当前位置:网站首页>Visual common drawing (V) scatter diagram
Visual common drawing (V) scatter diagram
2022-04-23 10:54:00 【The big pig of the little pig family】
Visualizing common drawings ( 5、 ... and ) Scatter plot
One . Introduction to scatter diagram
Scatter diagram is also called X-Y chart , It shows all the data in the form of points in the rectangular coordinate system , To show the degree of interaction between variables , The position of the point is determined by the value of the variable .
By observing the distribution of data points on the scatter plot , We can infer the correlation between variables . If there is no correlation between variables , Then, in the scatter diagram, it will be shown as randomly distributed discrete points , If there's a correlation , Then most of the data points will be relatively dense and present a certain trend . The correlation of data is mainly divided into :
- positive correlation ( The values of two variables increase at the same time ).
- negative correlation ( The value of one variable increases and the value of the other decreases ).
- Unrelated .
- Linear correlation .
- Exponential correlation .
Scatter charts are often used in conjunction with regression lines , Summarize and analyze the existing data for prediction analysis .
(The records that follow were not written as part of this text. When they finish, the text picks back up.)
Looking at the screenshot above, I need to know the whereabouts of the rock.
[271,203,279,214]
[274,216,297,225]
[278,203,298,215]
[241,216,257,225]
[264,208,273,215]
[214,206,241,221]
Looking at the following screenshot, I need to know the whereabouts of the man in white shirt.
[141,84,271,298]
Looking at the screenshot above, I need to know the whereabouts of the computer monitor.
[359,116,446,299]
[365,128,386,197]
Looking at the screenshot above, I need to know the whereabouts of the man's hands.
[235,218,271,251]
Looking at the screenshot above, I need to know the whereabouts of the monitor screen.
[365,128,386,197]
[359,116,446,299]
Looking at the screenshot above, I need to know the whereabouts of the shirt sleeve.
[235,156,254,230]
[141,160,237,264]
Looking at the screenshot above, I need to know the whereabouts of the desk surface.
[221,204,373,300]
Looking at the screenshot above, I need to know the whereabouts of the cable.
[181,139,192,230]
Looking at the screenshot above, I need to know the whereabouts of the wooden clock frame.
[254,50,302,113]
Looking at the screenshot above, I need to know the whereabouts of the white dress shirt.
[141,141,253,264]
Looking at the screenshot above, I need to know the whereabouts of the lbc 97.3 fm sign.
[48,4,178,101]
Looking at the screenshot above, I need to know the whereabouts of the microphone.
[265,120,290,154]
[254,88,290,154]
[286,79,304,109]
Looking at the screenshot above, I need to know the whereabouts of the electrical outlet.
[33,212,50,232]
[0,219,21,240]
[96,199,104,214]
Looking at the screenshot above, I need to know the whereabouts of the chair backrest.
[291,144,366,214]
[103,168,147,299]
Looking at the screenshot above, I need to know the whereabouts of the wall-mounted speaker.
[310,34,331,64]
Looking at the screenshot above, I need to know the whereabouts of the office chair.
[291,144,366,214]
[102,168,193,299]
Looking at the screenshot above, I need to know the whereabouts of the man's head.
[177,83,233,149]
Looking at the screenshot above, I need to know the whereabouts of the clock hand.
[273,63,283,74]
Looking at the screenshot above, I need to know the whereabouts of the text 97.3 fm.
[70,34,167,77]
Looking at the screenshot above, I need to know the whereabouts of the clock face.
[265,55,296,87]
For those variables, there is a close relationship , But these relationships are not as accurate as mathematical and physical formulas , Scatter chart is a good graphic tool . But in the analysis process, we need to pay attention to , The correlation between these two variables is not equivalent to a definite causal relationship , Other influencing factors may also need to be considered .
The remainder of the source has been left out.